I paid full price for Perfect Dark back in the day, that's $120NZD in year 2000 dollars which according to Wolfram Alpha, cost anywhere between $47.04USD to $63.05USD. Not only that I bought an expansion pack for another $60NZD, making Perfect Dark the single most expensive game I have ever brought and nothing else comes close since. I feel no buyer's remorse for spending so much money on a single game, however it will remain a unique experience as I will never do that again.
The Coop campaign should be quite interesting. As innovative as it was, the N64 had no hope rendering enough frames to be playable for Coop. I look forward to hearing about how well it could have played.
The campaign itself, style and general openness of a level hasn't really been done since. Almost everything these days are corridor shooters, roller coaster rides. They sometimes try to give you an illusion of a branching path, but more often than not there's nothing there or it's "Intel". PD places additional objectives down multiple paths and gives far greater leeway as to how to reach an objective.

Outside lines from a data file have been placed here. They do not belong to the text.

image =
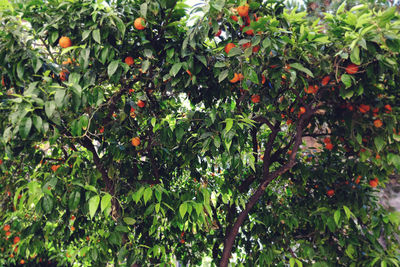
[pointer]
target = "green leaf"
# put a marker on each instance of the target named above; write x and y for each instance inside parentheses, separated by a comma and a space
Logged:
(394, 159)
(129, 220)
(25, 127)
(379, 143)
(355, 56)
(93, 205)
(147, 194)
(143, 10)
(254, 76)
(300, 67)
(49, 108)
(105, 202)
(202, 59)
(229, 124)
(73, 200)
(346, 79)
(336, 216)
(59, 97)
(20, 70)
(175, 69)
(37, 122)
(96, 35)
(222, 76)
(112, 67)
(47, 203)
(183, 209)
(235, 51)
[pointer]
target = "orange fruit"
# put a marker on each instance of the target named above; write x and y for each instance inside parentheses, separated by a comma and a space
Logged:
(312, 89)
(129, 61)
(329, 146)
(228, 47)
(63, 75)
(255, 98)
(250, 32)
(378, 123)
(135, 141)
(54, 168)
(64, 42)
(263, 79)
(325, 80)
(246, 45)
(140, 24)
(374, 182)
(243, 11)
(364, 108)
(330, 192)
(352, 68)
(140, 104)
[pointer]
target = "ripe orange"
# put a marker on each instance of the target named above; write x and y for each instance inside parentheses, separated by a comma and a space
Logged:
(246, 45)
(325, 80)
(140, 24)
(329, 146)
(228, 47)
(352, 68)
(129, 61)
(54, 168)
(255, 98)
(330, 192)
(65, 42)
(135, 141)
(234, 18)
(250, 32)
(374, 182)
(327, 140)
(312, 89)
(243, 11)
(63, 75)
(263, 79)
(140, 104)
(378, 123)
(364, 108)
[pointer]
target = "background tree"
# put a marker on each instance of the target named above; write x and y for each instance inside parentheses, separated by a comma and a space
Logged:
(130, 138)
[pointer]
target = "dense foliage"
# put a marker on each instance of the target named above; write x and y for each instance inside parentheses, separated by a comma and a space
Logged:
(255, 132)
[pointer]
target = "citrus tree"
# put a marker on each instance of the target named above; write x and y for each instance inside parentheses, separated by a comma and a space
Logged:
(131, 138)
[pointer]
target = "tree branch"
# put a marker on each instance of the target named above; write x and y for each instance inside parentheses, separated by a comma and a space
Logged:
(267, 178)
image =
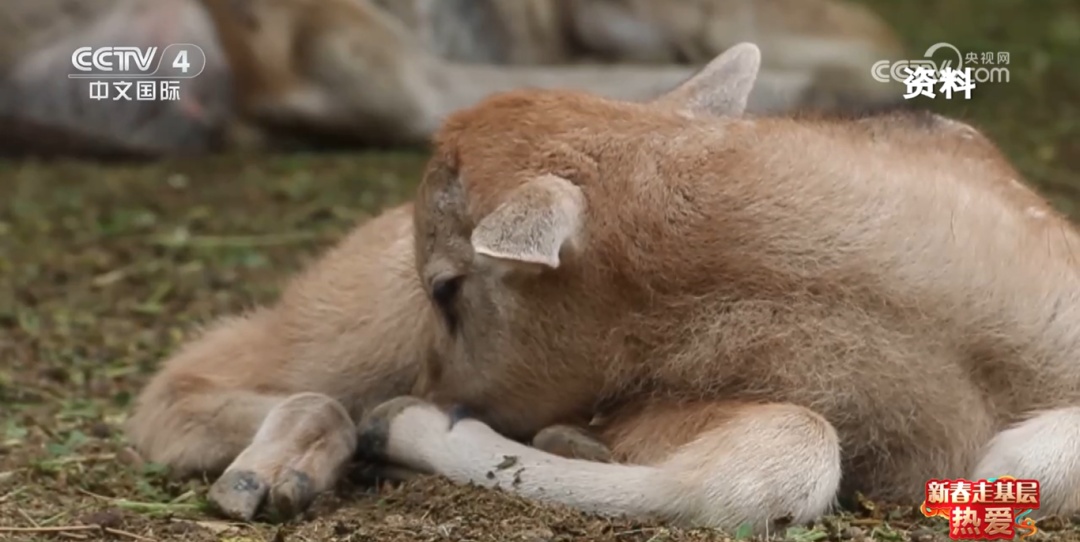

Carrington Villa Hostage One on Perfect Agent is a great example of this. You get dropped off by your transport and the first thing you have to do save the negotiator. Most games would take control and lead you to a sniper rifle forcing you to play how it wants you to play. Of course the easiest way to finish that objective is to snipe, but should you feel obligated, you can use a pistol. Same thing with the rooftop snipers, on agent you don't have to, but killing them helps, on special and perfect, it's an objective. There are whole sections of the villa you don't have to go to, but now contain objectives and partially randomized like the Datadyne hackers. Your told to take a prisoner, but it is completely up to you who to knock out, they don't force you to look out for a specific guy who can only be ID with some small difference, or scanning. The power generator is a fixed objective, but on Perfect you have to hit to switch than the one. Rescuing Carrington has two complete separate paths you can use.
It is example of excellent level design that directs you to a final objective, with tasks that are logical and doesn't hold your hand. It doesn't make it harder only by making enemies do more damage, more health, more/faster respawns, more accurate like all modern shooters, but make you confront more situations that need resolving. One really neat feature that is used in Chicago Stealth and Airforce One: Antiterrorism is actions performed on one level carry over to the next. In Chicago, PD remembers where you placed a remote mine last mission and opens up that door when you extract. In Airforce One you get access to a hover bike next level if you performed a certain nonobjective action.
The level design in PD and games like it during that period is so different as it doesn't use scripting to like chewing gum and duct tape to hold separate elements of a level together like with modern shooters. Enemies are placed into a level and given standing orders. Unless there is an alarm, there are more or less enemies to kill.
Timesplitters, while descended from GE and PD, doesn't have quite a wide scope with it's level design and contain so obnoxious objectives like find and destroy X number of some object inside linear levels. It makes TS the lesser game.